A server-side repair has been utilized to make sure that even this subject not reproduces, so all variations of Telegram Desktop (together with all older ones) not have this subject.”
❖ Telegram
BleepingComputer requested Telegram how they know what software program is put in on person’s Home windows units, as such a information isn’t talked about of their Privateness Coverage.
The Telegram vulnerability
The Telegram Desktop consumer retains monitor of a listing of file extensions related to dangerous recordsdata, comparable to executable recordsdata.
When somebody sends certainly one of these file varieties in Telegram, and a person clicks on the file, as a substitute of robotically launching within the related program in Home windows, Telegram first shows the next safety warning.
“This file has the extension .exe. It may harm your computer. Are you sure you want to run it?,” reads the Telegram warning.
Supply: BleepingComputer
Nonetheless, unknown file varieties shared in Telegram will robotically be launched in Home windows, letting the working system determine what program to make use of.
When Python for Home windows is put in, it would affiliate the .pyzw file extension with the Python executable, inflicting Python to execute the scripts robotically when the file is double-clicked.
The .pyzw extension is for Python zipapps, that are self-contained Python applications contained inside ZIP archives.
The Telegram builders have been conscious that some of these executables ought to be thought of dangerous and added it to the listing of executable file extensions.
Sadly, after they added the extension, they made a typo, coming into the extension as ‘pywz‘ somewhat than the right spelling of ‘pyzw‘.
Supply: BleepingComputer.com
Due to this fact, when these recordsdata have been despatched over Telegram and clicked on, they have been robotically launched by Python if it was put in in Home windows.
This successfully permits attackers to bypass safety warnings and remotely execute code on a goal’s Home windows system if they will trick them into opening the file.
To masquerade the file, researchers devised utilizing a Telegram bot to ship the file with a mime kind of ‘video/mp4,’ inflicting Telegram to show the file as a shared video.
If a person clicks on the video to look at it, the script will robotically be launched by way of Python for Home windows.
BleepingComputer examined this exploit with cybersecurity researcher AabyssZG, who additionally shared demonstrations on X.
Utilizing an older model of Telegram, BleepingComputer acquired ‘video.pywz’ file from the researcher disguised as a mp4 video. This file merely incorporates Python code to open a command immediate, as proven under.
Supply: BleepingComputer
Nonetheless, as you may see under, whenever you click on on the video to look at it, Python robotically executes the script, which opens the command immediate. Be aware that we redacted the video thumbnail because it’s barely NSFW.
Supply: BleepingComputer
The bug was reported to Telegram on April tenth, and so they fastened it by correcting the extension spelling within the ‘data_document_resolver.cpp’ supply code file.

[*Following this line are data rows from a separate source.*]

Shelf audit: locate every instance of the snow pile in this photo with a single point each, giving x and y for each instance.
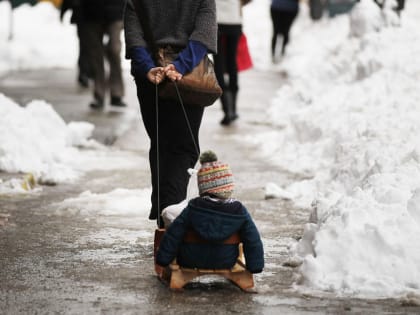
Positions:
(349, 119)
(39, 40)
(119, 202)
(36, 139)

Nonetheless, this repair doesn’t look like dwell as of but, because the warnings don’t seem whenever you click on on the file to launch it.

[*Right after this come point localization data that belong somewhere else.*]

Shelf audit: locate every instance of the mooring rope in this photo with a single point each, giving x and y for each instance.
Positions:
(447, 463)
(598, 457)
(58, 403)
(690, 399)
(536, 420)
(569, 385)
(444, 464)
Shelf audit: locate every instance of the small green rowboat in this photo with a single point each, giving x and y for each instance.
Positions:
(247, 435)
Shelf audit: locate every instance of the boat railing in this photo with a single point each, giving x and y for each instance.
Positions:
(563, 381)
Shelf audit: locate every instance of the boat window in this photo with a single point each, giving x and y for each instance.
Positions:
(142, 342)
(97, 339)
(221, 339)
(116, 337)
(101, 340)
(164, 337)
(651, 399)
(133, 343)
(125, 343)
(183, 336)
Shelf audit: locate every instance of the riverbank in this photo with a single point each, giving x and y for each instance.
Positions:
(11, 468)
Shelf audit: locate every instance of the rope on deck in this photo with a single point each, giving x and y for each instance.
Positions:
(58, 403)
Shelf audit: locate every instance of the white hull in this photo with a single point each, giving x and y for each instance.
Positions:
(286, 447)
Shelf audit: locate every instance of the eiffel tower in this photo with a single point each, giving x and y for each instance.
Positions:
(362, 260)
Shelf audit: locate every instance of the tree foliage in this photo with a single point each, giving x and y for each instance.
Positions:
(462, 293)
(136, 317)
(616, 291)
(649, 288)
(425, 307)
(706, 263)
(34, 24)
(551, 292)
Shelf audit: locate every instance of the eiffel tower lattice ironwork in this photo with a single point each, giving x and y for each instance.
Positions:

As a substitute, Telegram utilized a server-side repair that appends the .untrusted extension to pyzq recordsdata, that when clicked, will trigger Home windows to ask what program you want to use to open it, somewhat than robotically launching in Python.
Supply: BleepingComputer
Future variations of the Telegram Desktop app ought to embody the safety warning message somewhat than appending the “.untrusted” extension, including a bit extra safety to the method.